Avant de se lancer dans le stand-up, Méluche faisait du cirque : il était éléphanteau au Parti Socialiste, célèbre troupe des années 80 où sévissaient de talentueux pachydermes ( Fabius, Lang, Aubry, Hollande, Royal et Emmanuelli ).      

 

 

Ironie du sort, alors que LFI ramasse des miettes - et le RN des croûtons -,  Yoyo nous quitte le 22 mars 2026, précisément le jour du second tour des municipales !

 

Dès 1981, Lionel Jospin est élu Premier secrétaire du PS, pendant que François Mitterrand gravit les marches du perron. Battu par Chirac au deuxième tour des présidentielles de 95, il devient son Premier ministre deux ans plus tard après la victoire de la gauche aux législatives.

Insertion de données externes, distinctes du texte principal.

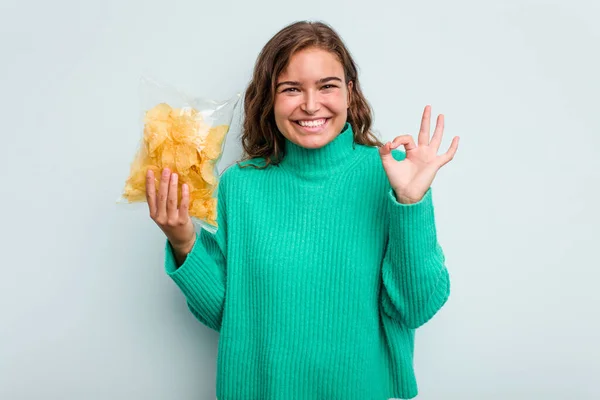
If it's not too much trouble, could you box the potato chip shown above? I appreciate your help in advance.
[122,103,229,227]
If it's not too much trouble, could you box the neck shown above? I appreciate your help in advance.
[281,122,356,181]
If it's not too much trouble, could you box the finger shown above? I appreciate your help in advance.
[179,183,190,221]
[156,168,171,219]
[167,173,179,222]
[429,114,444,154]
[439,136,460,167]
[391,135,417,151]
[379,135,417,158]
[418,105,431,146]
[146,168,156,218]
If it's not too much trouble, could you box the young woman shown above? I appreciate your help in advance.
[147,22,458,400]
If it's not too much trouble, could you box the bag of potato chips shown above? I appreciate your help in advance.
[117,78,241,233]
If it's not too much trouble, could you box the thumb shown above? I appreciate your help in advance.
[379,135,417,163]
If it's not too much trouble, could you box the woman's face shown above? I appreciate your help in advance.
[275,48,352,149]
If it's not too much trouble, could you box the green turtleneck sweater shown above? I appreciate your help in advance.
[165,123,450,400]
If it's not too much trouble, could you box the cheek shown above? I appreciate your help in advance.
[274,96,298,119]
[326,93,348,113]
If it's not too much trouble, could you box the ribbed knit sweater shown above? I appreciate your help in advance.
[165,123,450,400]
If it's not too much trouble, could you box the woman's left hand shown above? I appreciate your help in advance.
[379,105,459,204]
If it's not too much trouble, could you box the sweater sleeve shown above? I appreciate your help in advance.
[165,172,227,332]
[381,188,450,329]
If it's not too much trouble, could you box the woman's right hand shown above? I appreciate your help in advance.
[146,168,196,258]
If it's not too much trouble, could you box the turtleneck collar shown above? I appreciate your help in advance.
[280,122,358,180]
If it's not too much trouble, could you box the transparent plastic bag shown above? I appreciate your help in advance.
[117,77,241,233]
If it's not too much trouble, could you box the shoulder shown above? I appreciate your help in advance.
[220,157,276,182]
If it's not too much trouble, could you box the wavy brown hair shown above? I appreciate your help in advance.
[237,21,383,169]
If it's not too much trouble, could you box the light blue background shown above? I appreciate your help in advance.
[0,0,600,400]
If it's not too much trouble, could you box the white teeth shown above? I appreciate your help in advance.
[298,119,325,128]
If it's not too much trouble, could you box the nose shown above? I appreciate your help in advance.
[300,91,321,114]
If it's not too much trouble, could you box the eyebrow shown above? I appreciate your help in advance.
[275,76,342,89]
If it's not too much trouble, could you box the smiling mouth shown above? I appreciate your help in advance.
[294,117,331,128]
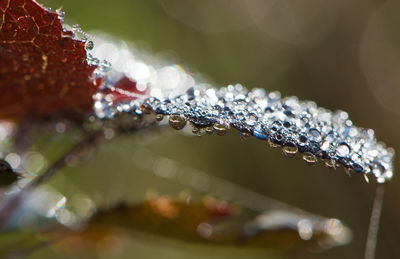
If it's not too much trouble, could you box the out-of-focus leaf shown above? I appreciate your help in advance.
[0,0,100,119]
[41,197,349,252]
[0,159,19,187]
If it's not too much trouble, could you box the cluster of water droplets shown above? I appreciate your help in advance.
[88,37,394,183]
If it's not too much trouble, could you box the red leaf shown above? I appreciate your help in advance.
[0,0,101,120]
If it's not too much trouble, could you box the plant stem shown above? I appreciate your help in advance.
[0,131,103,229]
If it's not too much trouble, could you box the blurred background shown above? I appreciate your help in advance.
[3,0,400,258]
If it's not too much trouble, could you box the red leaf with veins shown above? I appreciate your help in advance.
[0,0,101,120]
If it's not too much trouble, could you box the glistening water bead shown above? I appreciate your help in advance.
[303,152,318,165]
[168,115,187,130]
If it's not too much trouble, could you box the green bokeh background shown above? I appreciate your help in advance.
[9,0,400,258]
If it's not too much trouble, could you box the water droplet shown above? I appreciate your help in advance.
[376,177,385,183]
[344,167,353,176]
[206,127,214,135]
[303,153,318,165]
[282,143,298,158]
[156,114,164,121]
[213,123,229,136]
[168,115,187,130]
[307,128,321,142]
[325,159,338,170]
[268,140,281,148]
[336,143,350,157]
[246,113,258,126]
[85,40,94,50]
[239,130,251,140]
[192,127,200,135]
[363,174,369,183]
[140,104,153,114]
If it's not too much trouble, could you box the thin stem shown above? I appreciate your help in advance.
[0,131,103,229]
[364,184,385,259]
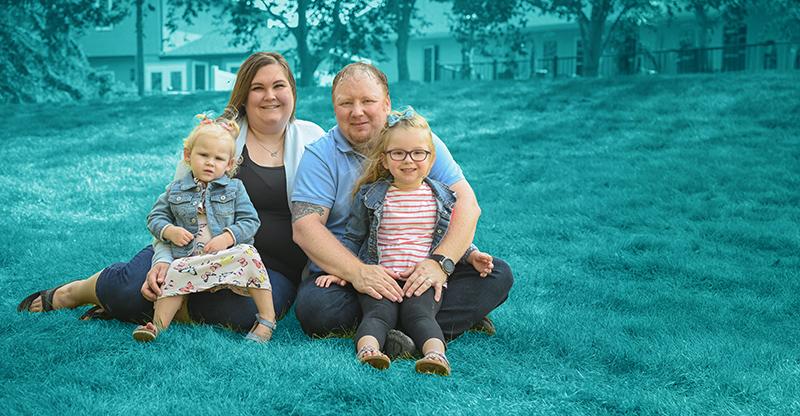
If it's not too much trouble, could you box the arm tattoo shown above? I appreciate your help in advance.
[292,202,325,223]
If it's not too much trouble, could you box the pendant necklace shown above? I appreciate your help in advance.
[250,129,286,159]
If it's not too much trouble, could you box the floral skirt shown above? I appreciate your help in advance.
[160,244,272,298]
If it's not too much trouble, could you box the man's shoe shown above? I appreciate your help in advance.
[383,329,416,360]
[469,316,497,336]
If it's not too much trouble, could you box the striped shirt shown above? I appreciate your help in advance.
[378,182,436,272]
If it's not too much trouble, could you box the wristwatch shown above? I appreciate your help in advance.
[428,254,456,276]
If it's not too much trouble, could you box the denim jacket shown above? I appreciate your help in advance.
[342,177,477,264]
[147,172,261,263]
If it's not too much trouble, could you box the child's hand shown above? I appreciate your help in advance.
[314,274,347,287]
[162,225,194,247]
[467,250,494,277]
[203,230,233,254]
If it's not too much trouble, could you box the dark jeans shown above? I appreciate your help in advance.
[95,246,297,332]
[356,289,444,349]
[294,258,514,347]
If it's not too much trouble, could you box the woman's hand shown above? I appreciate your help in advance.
[314,274,347,287]
[467,250,494,277]
[203,230,233,254]
[141,263,169,302]
[161,225,194,247]
[400,259,447,302]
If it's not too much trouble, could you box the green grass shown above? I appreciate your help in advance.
[0,74,800,415]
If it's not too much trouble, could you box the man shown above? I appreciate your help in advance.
[292,63,513,356]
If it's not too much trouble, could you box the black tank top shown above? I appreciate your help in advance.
[236,146,308,286]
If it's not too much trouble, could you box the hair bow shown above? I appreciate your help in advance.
[386,106,416,127]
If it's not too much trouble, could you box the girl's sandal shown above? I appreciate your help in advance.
[244,314,277,344]
[415,351,450,376]
[356,345,392,370]
[133,322,160,342]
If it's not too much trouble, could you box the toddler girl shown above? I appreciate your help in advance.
[316,107,492,375]
[133,114,275,342]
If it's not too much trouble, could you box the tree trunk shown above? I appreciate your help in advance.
[395,0,416,81]
[583,5,608,77]
[136,0,144,97]
[291,1,319,87]
[693,0,714,72]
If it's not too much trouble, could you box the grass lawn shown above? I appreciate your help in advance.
[0,74,800,415]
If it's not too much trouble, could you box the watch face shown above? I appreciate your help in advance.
[442,258,456,275]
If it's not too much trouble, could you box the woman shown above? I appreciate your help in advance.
[17,52,324,331]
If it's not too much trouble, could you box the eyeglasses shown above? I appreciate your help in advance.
[383,149,431,162]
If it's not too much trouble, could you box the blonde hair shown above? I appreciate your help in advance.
[353,106,436,196]
[331,62,389,98]
[183,109,241,177]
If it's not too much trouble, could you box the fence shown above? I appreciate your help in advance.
[437,42,800,81]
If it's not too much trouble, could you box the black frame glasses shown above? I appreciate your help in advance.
[383,149,431,162]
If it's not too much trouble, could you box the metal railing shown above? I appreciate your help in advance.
[436,42,800,81]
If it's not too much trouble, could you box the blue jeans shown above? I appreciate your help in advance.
[95,246,297,332]
[294,257,514,347]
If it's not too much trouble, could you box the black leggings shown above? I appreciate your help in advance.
[356,288,444,350]
[294,257,514,347]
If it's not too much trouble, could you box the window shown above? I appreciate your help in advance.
[542,40,558,76]
[422,45,441,82]
[194,65,206,91]
[722,22,747,71]
[169,71,183,91]
[764,40,778,69]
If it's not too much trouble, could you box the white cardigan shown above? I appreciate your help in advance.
[152,118,325,265]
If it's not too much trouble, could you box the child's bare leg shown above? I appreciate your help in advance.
[247,287,275,338]
[30,272,100,312]
[153,295,186,329]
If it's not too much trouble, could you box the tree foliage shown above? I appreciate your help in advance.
[169,0,387,85]
[0,0,128,102]
[526,0,662,76]
[375,0,427,81]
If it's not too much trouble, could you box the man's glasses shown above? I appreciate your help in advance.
[383,149,431,162]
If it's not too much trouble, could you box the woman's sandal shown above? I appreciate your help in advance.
[244,314,278,344]
[415,351,450,376]
[356,345,392,370]
[17,285,64,312]
[133,322,161,342]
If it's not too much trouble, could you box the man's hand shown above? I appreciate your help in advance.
[314,274,347,287]
[467,250,494,277]
[203,230,233,254]
[141,263,169,302]
[350,264,403,302]
[400,259,447,302]
[161,225,194,247]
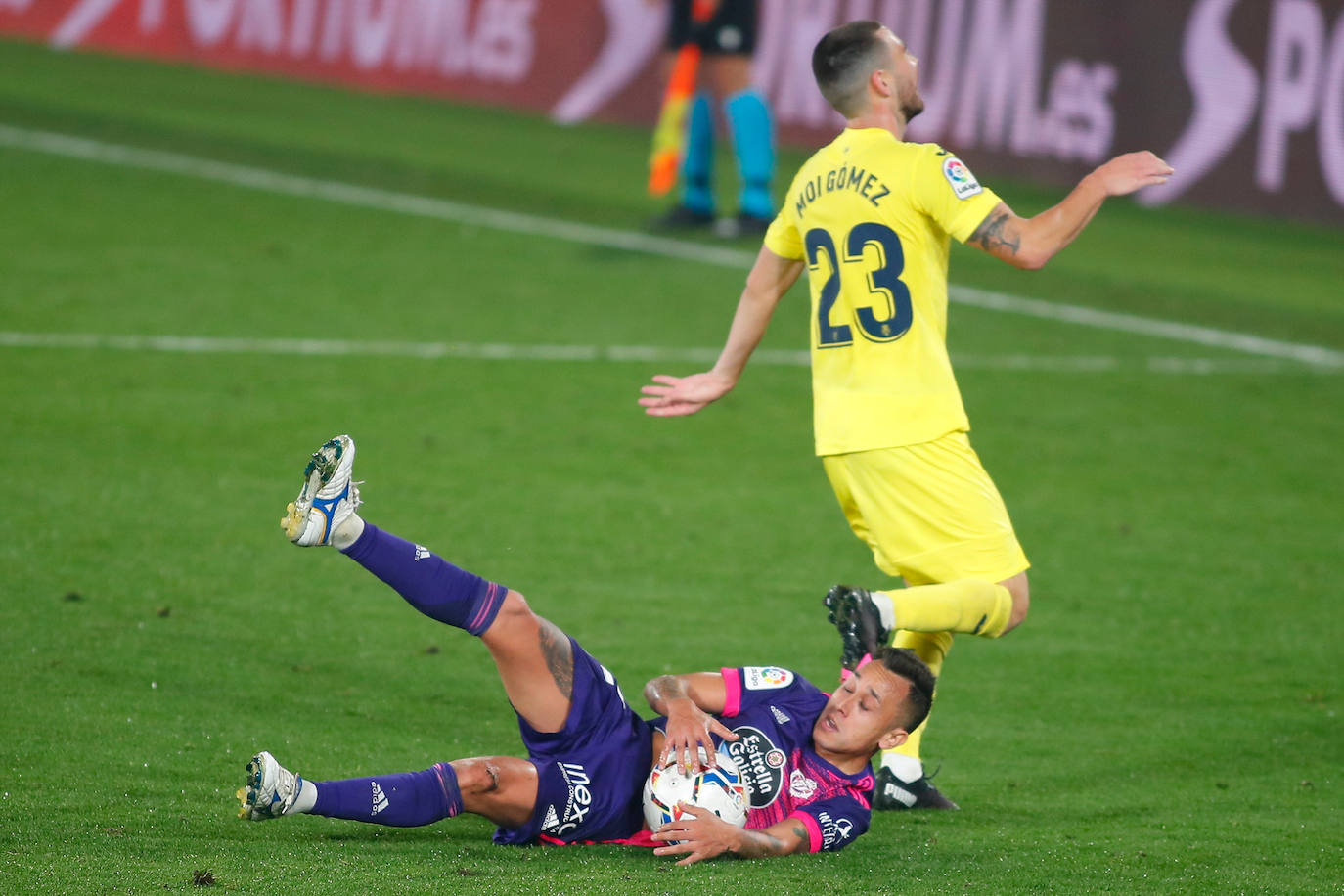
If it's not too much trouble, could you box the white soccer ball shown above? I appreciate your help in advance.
[644,751,751,830]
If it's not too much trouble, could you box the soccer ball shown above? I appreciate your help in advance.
[644,751,751,830]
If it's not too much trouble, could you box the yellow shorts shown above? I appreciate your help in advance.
[822,432,1031,586]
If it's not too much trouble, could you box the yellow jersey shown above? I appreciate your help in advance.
[765,127,1000,456]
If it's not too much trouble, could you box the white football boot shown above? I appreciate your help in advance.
[238,749,304,821]
[280,435,359,548]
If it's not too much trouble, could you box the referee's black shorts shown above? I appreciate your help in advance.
[668,0,757,57]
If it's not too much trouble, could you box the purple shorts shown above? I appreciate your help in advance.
[495,638,653,845]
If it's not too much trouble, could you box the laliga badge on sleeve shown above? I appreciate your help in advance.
[942,156,985,199]
[741,666,793,691]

Aux manettes du pays pendant 5 ans, le leader de la  « gauche plurielle » réussit un exploit unique dans la Ve  République : baisser les déficits et même  réduire la dette, il est vrai en surfant sur une conjoncture très favorable. 35 heures, PACS, CMU, baisse du chômage, emplois jeunes, l’ancien trotskiste de l’ OCI - tiens, tiens, ça nous rappelle Jean-Luc ! - ne lésine pas sur le social. Son aile gauche en veut toujours plus : elle lui reproche de ne pas assez redistribuer les milliards qu’il engrange : la fameuse « rigueur », qui déjà, passait mal en 1983. Si on ajoute la privatisation de fleurons de l’économie française ( France Télécom, Thomson, Air France, GAN… ) et le dégraissage de mammouth de son ami Claude Allègre, le peuple de gauche se sent trahi.

 

Résultat : Chevènement et Taubira lui savonnent la planche. Ils se présentent en 2002, privant Yoyo d’un deuxième tour et la France d’un nouveau président. Contre toute attente, Jean-Marie s’offre une finale, le grand Jacques un deuxième mandat !

 

Le 21 avril 2002, Lionel Jospin déclare stoïquement au soir du premier tour :

 

« J’assume pleinement la responsabilité de cet échec. J’en tire les conclusions en me retirant de la vie politique après la fin de l’élection présidentielle. »

 

Il tiendra parole.

Le 10 avril 2022, Jean-Luc Mélenchon est écarté au premier tour :

 

« Ce matin il faisait beau à Marseille, sur la mer fuyante les rayons du soleil bondissaient d’une vague à l’autre ( … ) Je connais votre colère mes compatriotes, ne vous abandonnez pas à ce qu’elle vienne à vous faire commettre des erreurs qui seraient définitivement irréparables. Tant que la vie continue, le combat continue ( … ) Vous êtes en état de mener cette bataille ; et la suivante ; et la suivante ; autant qu’il y en aura ( … ) Alors maintenant, c’est à vous de faire. Les batailles arrivent devant vous, ne commettons pas l’erreur de nous fourvoyer ( … ) Il ne faut pas donner un seule voix à Mme Le Pen, il ne faut pas donner un seule voix à Mme Le Pen, il ne faut pas donner un seule voix à Mme Le Pen, il ne faut pas donner un seule voix à Mme Le Pen ( … ) Ne nous cachons pas la violence de la déception ! ( … ) Je m’adresse à vous qui êtes dans cette salle, la lutte continue ( … ) Nous tiendrons à chaque étape notre rang ( … ) Faites mieux ! »  

 

Quelle émotion !

Quelle dignité !

Quelques jours après être sorti par la grande porte, Méluche revient par le vasistas en revendiquant la tête du prochain gouvernement.


Cinq ans plus tard, la lutte continue : il sera bien là en 2027.

S’il passe le premier tour, ses camarades de feue la NUPES appelleront sans doute à voter pour lui.